Scott moved. She heard him changing for bed, the clink of his belt, the rustle of his clothing. Jean kept very still. She didn't want to be spoken to; she didn't want to be touched. If Scott thought she was asleep, he'd probably leave her alone.
She felt the blanket shift on top of her, then Scott's weight settled in the bed behind her. He was on his back. She was curled on her side, facing away from him. He sighed deeply. She kept her breathing slow and rhythmic.

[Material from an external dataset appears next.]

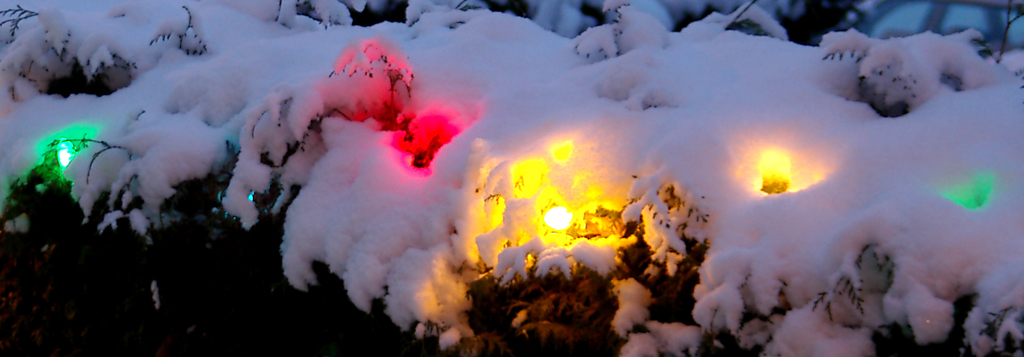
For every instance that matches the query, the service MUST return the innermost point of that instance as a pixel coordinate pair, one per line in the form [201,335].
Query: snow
[633,302]
[427,149]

She had to hold on. She couldn't let anything distract her. She could feel power surging and swirling inside her. She had to hold on. She had to be stronger than her power. Never let it control you. And now Scott was falling asleep behind her. She had to protect him from it. She had to stay strong. It would pass, she knew it would, it always did, but she had to fight it. For everyone's sake.